The top 25 phrases for Bush and Kerry follow. The number following each phrase is a rank described by the length of the phrase and the number of times it appeared.

There are so many other types of analysis that could be run on these data. If you find anything interesting, please let me know. Also, the Debate Spotter allows for any query, so post any interesting phrases that you find.

Update: I have also analyzed the Vice Presidential and the Second Presidential debates.

Bush

free iraq (14),
hard work (13),
wrong war at the wrong place at the wrong time (13),
wrong war at the wrong time at the wrong place (12),
north korea (10),
kim jong il (10),
my opponent (9),
american people (8),
same intelligence (8),
prime minister allawi (8),
best way (7),
free afghanistan (7),
world a more peaceful place (7),
mixed messages (7),
iraqi citizens (6),
al qaida (6),
weapons of mass destruction (6),
dynamics on the ground (6),
breach on the agreement (6),
end of this year (6),
grave threat (6),
matter of fact (5),
cannot lead (5),
grand diversion (5),
wrong signals (5)

Kerry

saddam hussein (14),
north korea (14),
nuclear weapons (10),
weapons of mass destruction (9),
osama bin (9),
united nations (9),
war as a last resort (9),
american people (8),
90 percent of the casualties (7),
nuclear proliferation (7),
remedies of the united nations (7),
90 percent of the costs (7),
united states of america (7),
homeland security (7),
mountains of tora bora (6),
10 active duty divisions (6),
different set of convictions (6),
four years (6),
president bush (6),
president of south korea (6),
strong alliances (6),
two years (5),
secretary of state (5),
tax cut (5),
bilateral talks (5)

80 thoughts on “Presidential Debate Analysis”

Pingback: Erik Benson's Morale-O-Meter
Pingback: manalang.com
Alexander says:

October 1, 2004 at 3:56 pm

You forgot poland!

Reply
Celly says:

October 1, 2004 at 4:29 pm

You forgot “Smoooooooooooke’n” … woops, wrong Kerry.

Reply
cameron says:

October 1, 2004 at 4:41 pm

Actually, he forgot poland.
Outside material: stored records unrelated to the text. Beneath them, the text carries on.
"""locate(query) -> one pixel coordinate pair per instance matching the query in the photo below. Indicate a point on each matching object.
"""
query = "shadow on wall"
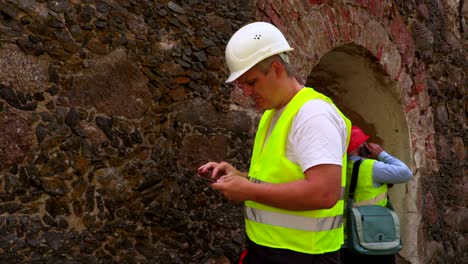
(351, 76)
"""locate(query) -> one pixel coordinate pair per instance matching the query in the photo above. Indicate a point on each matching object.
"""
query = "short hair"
(283, 58)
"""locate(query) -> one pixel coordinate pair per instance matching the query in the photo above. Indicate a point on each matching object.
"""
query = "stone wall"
(108, 106)
(106, 110)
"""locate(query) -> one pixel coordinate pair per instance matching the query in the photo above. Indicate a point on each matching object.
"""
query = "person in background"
(377, 173)
(293, 190)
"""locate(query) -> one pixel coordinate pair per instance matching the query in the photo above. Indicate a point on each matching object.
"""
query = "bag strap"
(354, 177)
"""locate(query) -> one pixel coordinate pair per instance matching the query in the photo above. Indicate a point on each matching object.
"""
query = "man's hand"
(374, 149)
(215, 170)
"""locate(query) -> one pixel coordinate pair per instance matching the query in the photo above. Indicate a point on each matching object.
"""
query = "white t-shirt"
(317, 136)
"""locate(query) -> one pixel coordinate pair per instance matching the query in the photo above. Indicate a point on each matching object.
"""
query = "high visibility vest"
(311, 232)
(365, 192)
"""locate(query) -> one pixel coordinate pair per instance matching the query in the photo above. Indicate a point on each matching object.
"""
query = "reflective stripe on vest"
(311, 232)
(293, 221)
(342, 194)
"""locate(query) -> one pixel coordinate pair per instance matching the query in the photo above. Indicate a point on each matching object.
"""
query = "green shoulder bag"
(371, 229)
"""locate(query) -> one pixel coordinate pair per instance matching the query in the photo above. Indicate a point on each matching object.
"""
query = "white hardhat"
(251, 44)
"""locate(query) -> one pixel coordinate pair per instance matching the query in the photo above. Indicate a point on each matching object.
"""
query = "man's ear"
(278, 68)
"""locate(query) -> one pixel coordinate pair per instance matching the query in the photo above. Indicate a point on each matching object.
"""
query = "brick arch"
(373, 36)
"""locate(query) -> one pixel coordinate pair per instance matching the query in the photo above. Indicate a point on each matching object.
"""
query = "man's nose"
(246, 90)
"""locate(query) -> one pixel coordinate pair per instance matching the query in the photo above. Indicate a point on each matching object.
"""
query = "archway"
(357, 83)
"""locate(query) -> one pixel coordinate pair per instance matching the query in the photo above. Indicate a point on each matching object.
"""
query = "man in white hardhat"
(293, 190)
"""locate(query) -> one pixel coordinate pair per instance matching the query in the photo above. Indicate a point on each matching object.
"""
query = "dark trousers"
(257, 254)
(349, 257)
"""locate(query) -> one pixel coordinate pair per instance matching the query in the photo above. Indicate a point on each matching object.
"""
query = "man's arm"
(320, 189)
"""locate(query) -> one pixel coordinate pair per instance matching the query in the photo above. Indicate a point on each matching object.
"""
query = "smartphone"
(364, 151)
(209, 180)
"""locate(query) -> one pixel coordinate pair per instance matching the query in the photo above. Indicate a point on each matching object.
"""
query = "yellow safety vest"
(365, 192)
(311, 232)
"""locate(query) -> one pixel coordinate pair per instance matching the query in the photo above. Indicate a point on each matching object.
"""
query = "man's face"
(258, 86)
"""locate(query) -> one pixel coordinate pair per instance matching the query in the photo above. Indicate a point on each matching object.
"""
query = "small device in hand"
(209, 180)
(364, 151)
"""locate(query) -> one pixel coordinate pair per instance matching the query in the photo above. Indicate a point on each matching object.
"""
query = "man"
(377, 172)
(293, 190)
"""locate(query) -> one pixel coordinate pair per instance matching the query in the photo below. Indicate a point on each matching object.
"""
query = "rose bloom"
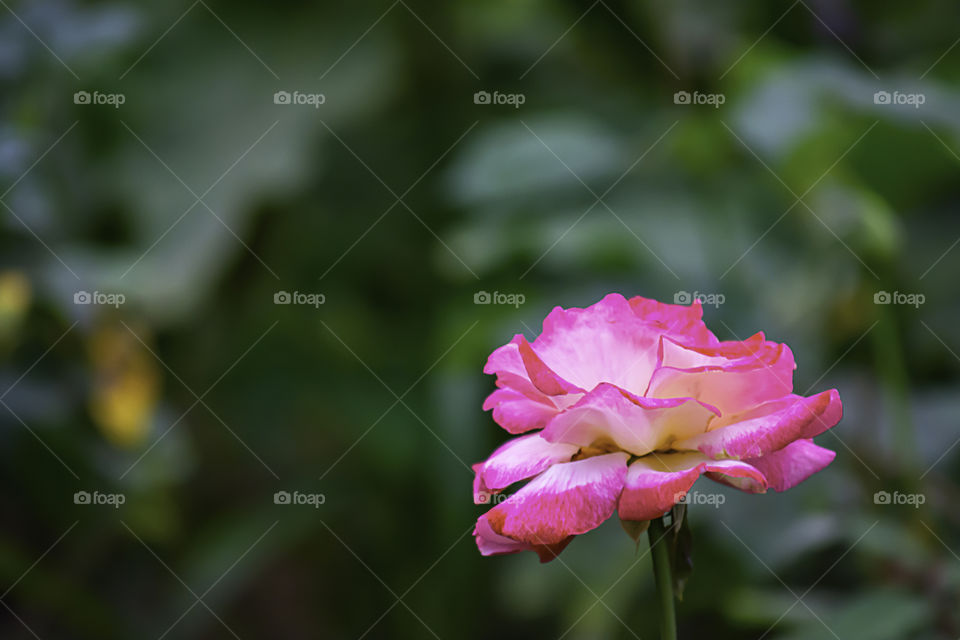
(623, 405)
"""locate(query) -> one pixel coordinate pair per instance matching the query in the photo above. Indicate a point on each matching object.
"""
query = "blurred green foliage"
(399, 198)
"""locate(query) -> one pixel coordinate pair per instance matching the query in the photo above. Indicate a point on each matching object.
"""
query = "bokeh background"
(784, 189)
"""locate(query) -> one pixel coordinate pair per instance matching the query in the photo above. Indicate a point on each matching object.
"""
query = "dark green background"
(599, 182)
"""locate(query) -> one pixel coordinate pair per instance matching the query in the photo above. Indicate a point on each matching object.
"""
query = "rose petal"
(680, 321)
(656, 482)
(767, 428)
(516, 460)
(518, 413)
(491, 543)
(606, 342)
(567, 499)
(740, 384)
(610, 417)
(793, 464)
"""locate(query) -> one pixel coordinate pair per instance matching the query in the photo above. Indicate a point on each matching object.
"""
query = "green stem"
(661, 574)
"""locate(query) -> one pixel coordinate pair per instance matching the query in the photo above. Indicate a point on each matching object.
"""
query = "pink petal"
(547, 381)
(730, 384)
(793, 464)
(768, 428)
(516, 460)
(567, 499)
(682, 322)
(609, 417)
(606, 342)
(519, 406)
(491, 543)
(656, 482)
(518, 413)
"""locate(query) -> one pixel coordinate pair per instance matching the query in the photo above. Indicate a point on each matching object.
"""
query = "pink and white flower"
(622, 406)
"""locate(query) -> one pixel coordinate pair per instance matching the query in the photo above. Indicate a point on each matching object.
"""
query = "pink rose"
(624, 405)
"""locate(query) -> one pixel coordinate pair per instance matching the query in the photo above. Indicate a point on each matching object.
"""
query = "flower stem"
(661, 574)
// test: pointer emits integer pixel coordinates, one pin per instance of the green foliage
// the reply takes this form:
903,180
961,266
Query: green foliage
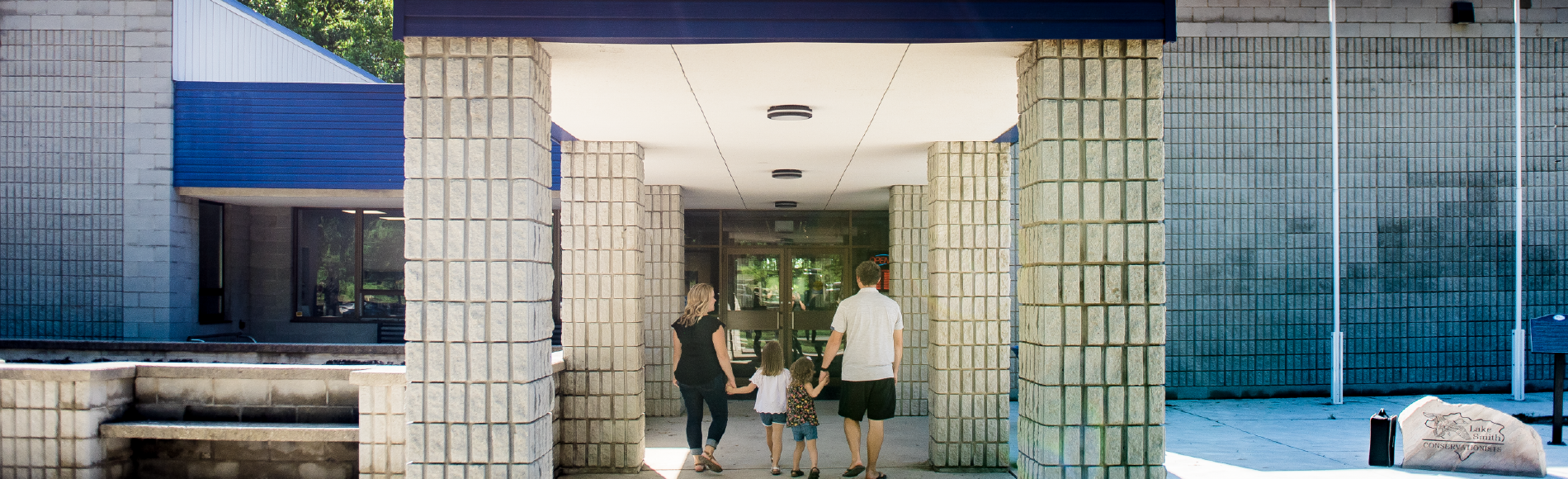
358,31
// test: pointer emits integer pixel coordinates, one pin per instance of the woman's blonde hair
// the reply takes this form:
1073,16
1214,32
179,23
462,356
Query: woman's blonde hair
697,297
801,372
772,358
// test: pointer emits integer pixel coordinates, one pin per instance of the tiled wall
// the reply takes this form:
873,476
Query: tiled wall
907,254
97,247
664,294
602,324
49,420
1366,17
970,278
479,245
1092,287
1427,189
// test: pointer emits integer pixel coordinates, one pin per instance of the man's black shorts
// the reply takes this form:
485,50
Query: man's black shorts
867,399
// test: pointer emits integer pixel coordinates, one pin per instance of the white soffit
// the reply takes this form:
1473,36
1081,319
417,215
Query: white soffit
642,93
226,41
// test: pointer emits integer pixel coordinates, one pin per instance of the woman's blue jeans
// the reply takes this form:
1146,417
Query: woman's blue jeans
717,402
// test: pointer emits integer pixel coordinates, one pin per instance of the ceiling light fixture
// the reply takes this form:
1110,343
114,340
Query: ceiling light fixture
789,111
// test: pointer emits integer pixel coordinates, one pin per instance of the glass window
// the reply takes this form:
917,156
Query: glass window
348,264
209,264
786,228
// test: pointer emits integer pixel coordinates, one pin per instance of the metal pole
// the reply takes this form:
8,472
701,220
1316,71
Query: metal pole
1336,388
1518,209
1557,399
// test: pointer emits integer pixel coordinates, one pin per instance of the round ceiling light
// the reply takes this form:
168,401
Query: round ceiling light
789,111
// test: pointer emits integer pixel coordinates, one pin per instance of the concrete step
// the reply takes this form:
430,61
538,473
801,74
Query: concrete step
204,431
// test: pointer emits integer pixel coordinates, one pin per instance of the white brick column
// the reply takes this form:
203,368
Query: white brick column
907,261
602,306
971,301
664,291
479,245
1092,287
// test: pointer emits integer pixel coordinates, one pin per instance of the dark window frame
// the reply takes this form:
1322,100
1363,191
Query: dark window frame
358,266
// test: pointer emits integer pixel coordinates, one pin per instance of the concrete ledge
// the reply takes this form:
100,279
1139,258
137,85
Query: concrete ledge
233,431
68,372
243,371
380,376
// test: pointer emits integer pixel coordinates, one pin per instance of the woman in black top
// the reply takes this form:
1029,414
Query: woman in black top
701,365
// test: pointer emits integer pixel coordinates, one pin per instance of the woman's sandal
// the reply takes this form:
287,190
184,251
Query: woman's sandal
707,461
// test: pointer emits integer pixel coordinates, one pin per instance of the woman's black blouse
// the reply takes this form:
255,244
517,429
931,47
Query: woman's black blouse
698,358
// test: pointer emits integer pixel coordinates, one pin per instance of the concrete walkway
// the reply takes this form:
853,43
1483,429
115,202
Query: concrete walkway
1233,439
745,451
1306,437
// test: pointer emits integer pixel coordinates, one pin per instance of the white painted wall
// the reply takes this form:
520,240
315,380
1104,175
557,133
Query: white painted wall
226,41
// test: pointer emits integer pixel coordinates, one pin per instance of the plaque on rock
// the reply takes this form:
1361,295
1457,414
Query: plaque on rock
1468,439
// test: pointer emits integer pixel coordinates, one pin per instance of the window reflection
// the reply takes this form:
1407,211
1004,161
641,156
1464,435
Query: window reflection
348,264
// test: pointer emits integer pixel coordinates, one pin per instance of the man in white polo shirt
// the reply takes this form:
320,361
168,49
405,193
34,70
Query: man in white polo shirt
871,363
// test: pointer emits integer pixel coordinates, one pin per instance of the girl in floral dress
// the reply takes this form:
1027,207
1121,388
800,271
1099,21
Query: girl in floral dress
801,412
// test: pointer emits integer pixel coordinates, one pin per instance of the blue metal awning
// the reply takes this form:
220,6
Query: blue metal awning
295,135
786,21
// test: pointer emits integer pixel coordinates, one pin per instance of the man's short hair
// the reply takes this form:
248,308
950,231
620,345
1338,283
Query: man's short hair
867,273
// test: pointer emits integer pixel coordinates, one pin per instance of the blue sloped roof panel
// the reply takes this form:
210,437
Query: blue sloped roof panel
289,135
787,21
295,135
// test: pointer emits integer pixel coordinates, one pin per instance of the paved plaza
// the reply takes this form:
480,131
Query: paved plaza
1301,437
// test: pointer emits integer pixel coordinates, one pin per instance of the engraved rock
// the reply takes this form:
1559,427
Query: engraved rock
1468,439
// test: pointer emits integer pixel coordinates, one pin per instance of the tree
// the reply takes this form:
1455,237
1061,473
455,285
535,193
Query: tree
358,31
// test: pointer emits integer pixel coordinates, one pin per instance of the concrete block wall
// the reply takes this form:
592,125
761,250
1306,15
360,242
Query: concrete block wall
383,431
477,202
664,294
247,393
50,415
104,245
1364,17
200,459
970,268
602,315
1092,287
1427,192
907,254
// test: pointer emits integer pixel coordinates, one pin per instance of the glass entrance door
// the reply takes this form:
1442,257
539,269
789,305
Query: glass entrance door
780,294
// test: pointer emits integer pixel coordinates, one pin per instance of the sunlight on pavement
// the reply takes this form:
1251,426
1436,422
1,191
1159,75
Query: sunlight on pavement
1188,467
665,461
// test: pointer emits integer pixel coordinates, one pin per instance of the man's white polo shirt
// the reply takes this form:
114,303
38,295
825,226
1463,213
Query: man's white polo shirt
867,320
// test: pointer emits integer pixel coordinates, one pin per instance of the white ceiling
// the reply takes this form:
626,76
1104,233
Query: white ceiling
642,93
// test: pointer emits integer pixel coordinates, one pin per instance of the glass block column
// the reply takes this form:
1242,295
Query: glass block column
1092,245
907,261
970,258
664,291
477,198
602,269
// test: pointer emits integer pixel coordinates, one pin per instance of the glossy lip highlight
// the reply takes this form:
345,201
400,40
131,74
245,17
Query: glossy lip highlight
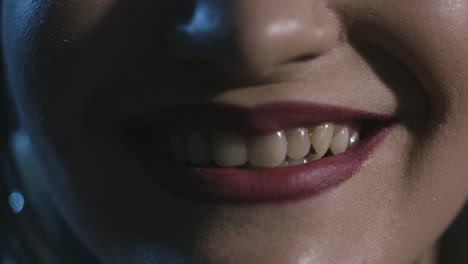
281,184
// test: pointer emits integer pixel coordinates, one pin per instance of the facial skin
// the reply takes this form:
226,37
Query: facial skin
75,67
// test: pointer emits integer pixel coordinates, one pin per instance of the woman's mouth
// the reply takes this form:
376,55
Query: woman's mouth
269,153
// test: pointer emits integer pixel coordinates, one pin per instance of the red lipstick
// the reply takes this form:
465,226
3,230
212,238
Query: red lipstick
243,185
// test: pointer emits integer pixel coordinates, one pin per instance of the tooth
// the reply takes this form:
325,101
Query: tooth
320,138
179,147
298,143
268,150
295,162
229,150
353,139
340,141
198,149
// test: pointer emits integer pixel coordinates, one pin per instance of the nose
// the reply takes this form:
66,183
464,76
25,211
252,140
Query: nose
256,37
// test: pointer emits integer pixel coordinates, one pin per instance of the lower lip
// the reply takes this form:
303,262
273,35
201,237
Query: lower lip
282,184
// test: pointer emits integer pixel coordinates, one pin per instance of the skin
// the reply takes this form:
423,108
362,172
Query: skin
75,67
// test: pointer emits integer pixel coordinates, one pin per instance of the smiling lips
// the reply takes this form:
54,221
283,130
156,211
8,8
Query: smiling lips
269,153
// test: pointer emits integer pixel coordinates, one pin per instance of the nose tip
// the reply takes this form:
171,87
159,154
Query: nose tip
256,37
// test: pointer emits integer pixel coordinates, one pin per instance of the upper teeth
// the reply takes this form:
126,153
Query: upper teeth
291,147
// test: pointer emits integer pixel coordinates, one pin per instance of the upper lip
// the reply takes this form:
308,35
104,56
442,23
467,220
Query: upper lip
264,118
246,185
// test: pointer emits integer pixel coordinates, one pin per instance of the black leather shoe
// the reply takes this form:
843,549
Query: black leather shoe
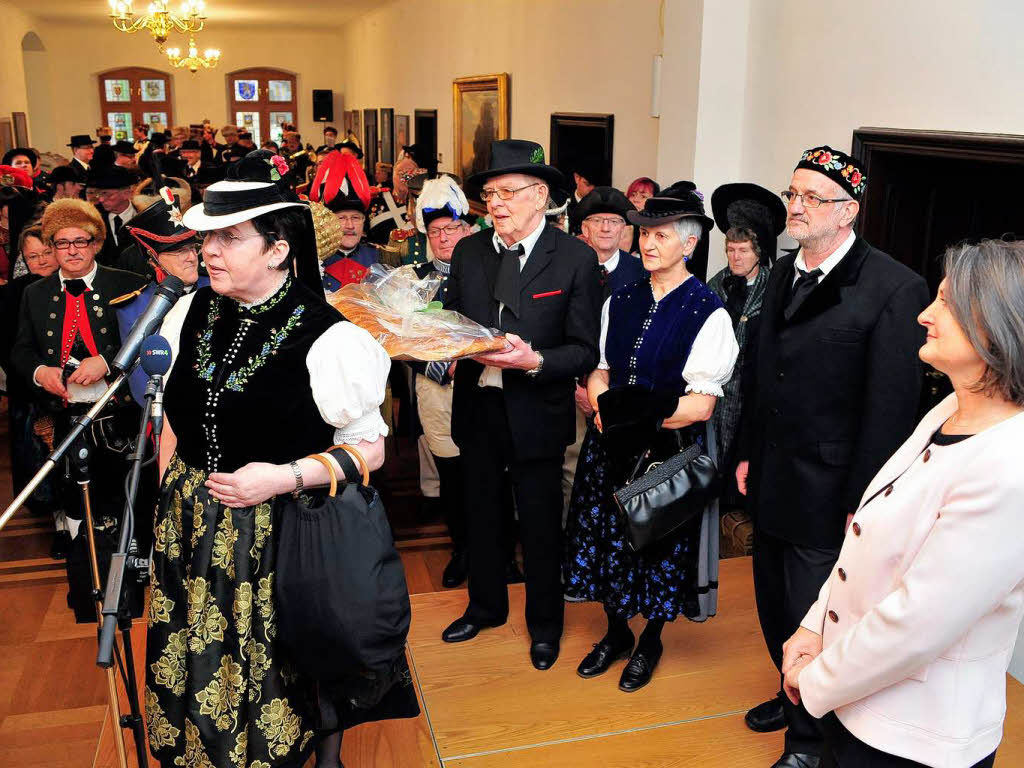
457,569
598,660
461,630
797,760
766,717
513,574
544,654
638,672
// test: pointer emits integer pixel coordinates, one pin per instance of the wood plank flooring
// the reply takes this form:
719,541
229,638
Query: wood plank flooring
483,705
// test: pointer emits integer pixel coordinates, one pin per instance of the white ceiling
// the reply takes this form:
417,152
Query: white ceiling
237,12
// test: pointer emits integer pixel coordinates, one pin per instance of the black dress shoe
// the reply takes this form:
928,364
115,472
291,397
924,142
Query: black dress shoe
544,654
598,660
513,574
457,569
797,760
766,717
461,630
638,672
I didn’t forget anything.

Reply
Anonymous says:

October 1, 2004 at 4:55 pm

You may want to rework your numbers. I searched the transcripts and counted occurrences of some of those phrases. The numbers you give are higher than the number of occurrences in the transcript (for example, Kerry’s mention of Tora Bora occurred only twice).

A very cool idea, though.

Reply
Pingback: ScaleFree.Net
Pingback: Echo's Diary
James says:

October 1, 2004 at 8:41 pm

Cameron, this is brilliant. Could it be used in conjuction with something that scrapes the pair’s campaign sites?

Reply
Anonymous says:

October 1, 2004 at 9:36 pm

The numbers he gives are not the nmber of times the phrase occurred. “The number following each phrase is a rank described by the length of the phrase and the number of times it appeared.”

Reply
cameron says:

October 1, 2004 at 11:10 pm

I needed to rank the phrases somehow, and just looking at the total occurences favors phrases that are short but common. Instead I made up my own ranking algorithm:

score = length (in words) + occurences

So a phrase with 8 words that appears twice will have a score of 10, the same as a phrase with 2 words that appears 5 times. I played around with this score for a while and this method seemed to pull up the most interesting results.

As for applying this elsewhere, the script I’m using to visualize it is extremely simple. All I need is a plaintext file with the content and it’s trivial to set up.

Reply
sr says:

October 2, 2004 at 9:34 am

Amy’s Robot did a similar, though less technically sophisticated, analysis that gives the number of occurrences of each phrase. Here’s the post.

Reply
ek says:

October 2, 2004 at 9:45 am

What this is really great for is making sure, after the fact, that you took enough drinks during your presidential debate buzzword drinking game.

Reply
pdmt says:

October 2, 2004 at 10:21 am

Although not only used as a noun phrase, I think it is equally revealling to find that Bush used the word VOTE 7 times, while Kerry only did 3 times.

Reply
Pingback: e-Literate
mike says:

October 2, 2004 at 11:51 am

This is Brillant! I found it after wondering how many times Bush said “it’s hard work” …my favorite also.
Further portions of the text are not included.